Avoiding a Second Nakba
At the heart of the Arab states’ reluctance lies their keen sense of the catastrophic historical implications of the devastating Israeli campaign’s criminal expansion in Gaza. Pressuring Palestinians in Gaza to leave, by starvation or bombing, would compound the trauma of displacement and erase their future homeland. It risks replicating the catastrophe of 1948.
Preserving National Stability
No Arab ruler would invite instability by hosting Gaza’s population, including possible Hamas militants, poses serious security risks. Historically, Arab governments have taken similar measures: In 1970, Jordan’s King Hussein expelled Yasser Arafat and the PLO following violent insurrections known as Black September, when the PLO became a “state within a state,” disregarding Jordanian sovereignty. This conflict resulted in thousands of casualties and the PLO’s exile to Lebanon.
Starvation as Coercion
The strategy appears well-thought-out: the need to escape increases as circumstances deteriorate and civilian survival becomes more precarious.

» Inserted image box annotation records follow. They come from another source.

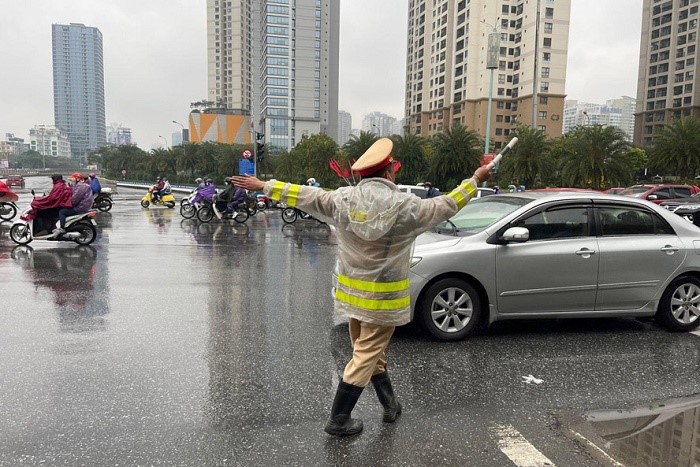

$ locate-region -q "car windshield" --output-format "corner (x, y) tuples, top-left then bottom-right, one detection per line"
(434, 195), (532, 236)
(619, 186), (649, 198)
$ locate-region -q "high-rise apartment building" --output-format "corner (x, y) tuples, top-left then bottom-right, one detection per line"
(52, 23), (106, 158)
(207, 0), (340, 149)
(405, 0), (571, 149)
(335, 110), (352, 146)
(29, 125), (71, 157)
(107, 123), (131, 146)
(634, 0), (700, 146)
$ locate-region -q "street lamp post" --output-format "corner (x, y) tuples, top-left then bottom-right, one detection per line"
(482, 21), (501, 154)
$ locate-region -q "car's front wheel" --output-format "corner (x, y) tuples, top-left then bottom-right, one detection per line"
(656, 276), (700, 331)
(416, 278), (481, 341)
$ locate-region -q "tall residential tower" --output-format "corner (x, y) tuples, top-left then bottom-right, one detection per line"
(52, 23), (106, 158)
(202, 0), (340, 149)
(405, 0), (571, 149)
(634, 0), (700, 146)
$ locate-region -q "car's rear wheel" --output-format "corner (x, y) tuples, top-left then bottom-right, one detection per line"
(656, 276), (700, 331)
(416, 278), (481, 341)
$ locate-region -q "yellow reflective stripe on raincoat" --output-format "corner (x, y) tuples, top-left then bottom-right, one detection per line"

The pressure for “voluntary repatriation,” even under duress, increases with the number of Palestinians still living in Gaza. Amnesty International has described this as “a broader effort to inflict genocide,” with severe consequences for children who suffer from malnutrition and avoidable death.
Regional Implications
Netanyahu is effectively shifting the moral and political burden onto Arab neighbors through a cruel calculus, starvation, displacement, and coercion, not sovereignty.
In essence, no Arab regime is willing to risk national stability by hosting a displaced, potentially volatile population.
Gaza’s fate cannot be externalized under duress. Israel’s framing of the Palestinian crisis as a regional burden is a political maneuver lacking both moral and strategic legitimacy.